According to the International Energy Association (IEA), the buildings sector in 2021 was responsible for around one-third of global energy and process-related CO2 emissions.
Specifically, 6% of these emissions resulted from the manufacture of cement, steel, and aluminium used for construction; 8% from the use of fossil fuels; and 19% from the generation of electricity and heat needed to maintain them.
This makes one thing clear: more attention needs to be paid to making our buildings greener and more sustainable.
Thankfully, 2023 will be the year when we start taking some significant steps towards this goal.
“The building sector has not received nearly the amount of attention that it deserves given the havoc it wreaks on the environment,” Talia Rafaeli, Partner at KOMPAS, a Copenhagen-based early-stage VC firm, told TNW.
“Next year, I think that the quicker we provide financing to scale sustainable technologies for the built environment, the faster we reach economies of scale to allow for widespread adoption,” she added.
Rafaeli specified that the investments should focus on the following: lower-emission concrete, green steel, cooling technologies to improve HVAC systems (heating, ventilation, and air conditioning), and heat pumps.
Optimistically, we’re already seeing European companies developing projects on lower-emission concrete and green steel production.
Among them, is the Finnish Betolar, a business is creating an alternative to cement-based concrete. There are also Swedish manufacturers H2 Green Steel and SSAB, which are developing hydrogen-based green steel solutions.

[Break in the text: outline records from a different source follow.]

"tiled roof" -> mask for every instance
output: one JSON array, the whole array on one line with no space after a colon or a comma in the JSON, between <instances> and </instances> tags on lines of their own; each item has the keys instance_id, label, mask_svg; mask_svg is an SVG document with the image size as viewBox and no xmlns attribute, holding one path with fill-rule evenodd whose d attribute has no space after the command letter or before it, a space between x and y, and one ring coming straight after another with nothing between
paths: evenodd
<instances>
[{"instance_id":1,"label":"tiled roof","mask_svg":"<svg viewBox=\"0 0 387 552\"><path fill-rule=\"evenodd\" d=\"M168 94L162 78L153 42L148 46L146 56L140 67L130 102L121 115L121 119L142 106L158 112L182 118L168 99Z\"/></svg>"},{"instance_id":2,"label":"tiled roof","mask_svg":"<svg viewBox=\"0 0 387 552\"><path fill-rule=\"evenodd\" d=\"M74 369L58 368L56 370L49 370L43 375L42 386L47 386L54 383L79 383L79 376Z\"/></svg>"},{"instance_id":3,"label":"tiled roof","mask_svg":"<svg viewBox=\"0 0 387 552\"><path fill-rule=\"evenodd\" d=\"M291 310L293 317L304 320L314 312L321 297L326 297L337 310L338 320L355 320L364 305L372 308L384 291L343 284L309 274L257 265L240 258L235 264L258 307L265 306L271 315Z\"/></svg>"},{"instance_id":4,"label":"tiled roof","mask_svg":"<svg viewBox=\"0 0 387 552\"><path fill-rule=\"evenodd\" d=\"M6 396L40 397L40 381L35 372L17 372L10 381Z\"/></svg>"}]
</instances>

Yet, there is a lot to be done with pre-existing buildings. Dr Aidan Bell, co-founder of UK-based EnviroBuild maintains this is a “significant” step which should start with ensuring a house is well-insulated. “Roof and wall cavity insulation [in particular is] very cost-effective,” Bell told TNW.
There are also additional technologies for those who have already done the basics, he added, telling us about Airex a type of smart air brick that reduces heat loss.

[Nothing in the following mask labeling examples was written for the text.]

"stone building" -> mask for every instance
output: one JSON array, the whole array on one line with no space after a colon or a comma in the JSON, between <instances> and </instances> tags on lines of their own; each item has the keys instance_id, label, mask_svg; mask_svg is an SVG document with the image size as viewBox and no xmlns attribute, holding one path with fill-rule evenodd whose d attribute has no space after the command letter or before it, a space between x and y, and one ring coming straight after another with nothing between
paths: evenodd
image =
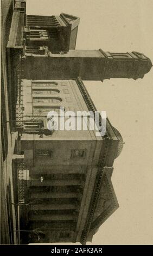
<instances>
[{"instance_id":1,"label":"stone building","mask_svg":"<svg viewBox=\"0 0 153 256\"><path fill-rule=\"evenodd\" d=\"M21 241L85 244L118 207L111 178L123 139L107 118L101 136L87 121L85 131L49 131L47 113L59 118L61 106L92 111L97 124L82 80L143 78L152 64L137 52L75 50L79 18L25 9L25 1L15 1L7 45L16 150L24 155L17 175Z\"/></svg>"}]
</instances>

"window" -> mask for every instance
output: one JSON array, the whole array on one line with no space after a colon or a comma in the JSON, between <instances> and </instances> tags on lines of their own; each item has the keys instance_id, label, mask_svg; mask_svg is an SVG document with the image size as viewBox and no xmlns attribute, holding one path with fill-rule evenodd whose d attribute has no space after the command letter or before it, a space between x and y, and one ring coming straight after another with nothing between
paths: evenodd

Bell foresees two more trends picking up in 2023: the increased installation of solar PV panels on rooftops and the use of smart meters, which enable “better awareness of electricity peaks and troughs.” Even simple steps such as using machines overnight can assist in lowering peak demand on the national grid, he noted.
A way of encouraging this balance of energy consumption are flexibility services. Chantel Scheepers — CEO of OakTree Power — believes these are likely to become mainstream in 2023. The goal os these schemes is to offer consumers financial compensation for using less energy during peak times, she told TNW.
Scheepers noted that they’re gaining popularity in cities like London, where they’re being adopted by multinational companies, such as the Financial Times and Pinsent Masons — showing their “enormous potential” to optimize energy usage.
Ultimately, making our buildings more sustainable won’t happen in 2023 alone, but every small action we take is crucial in the long term — and there’s no time like the present to begin.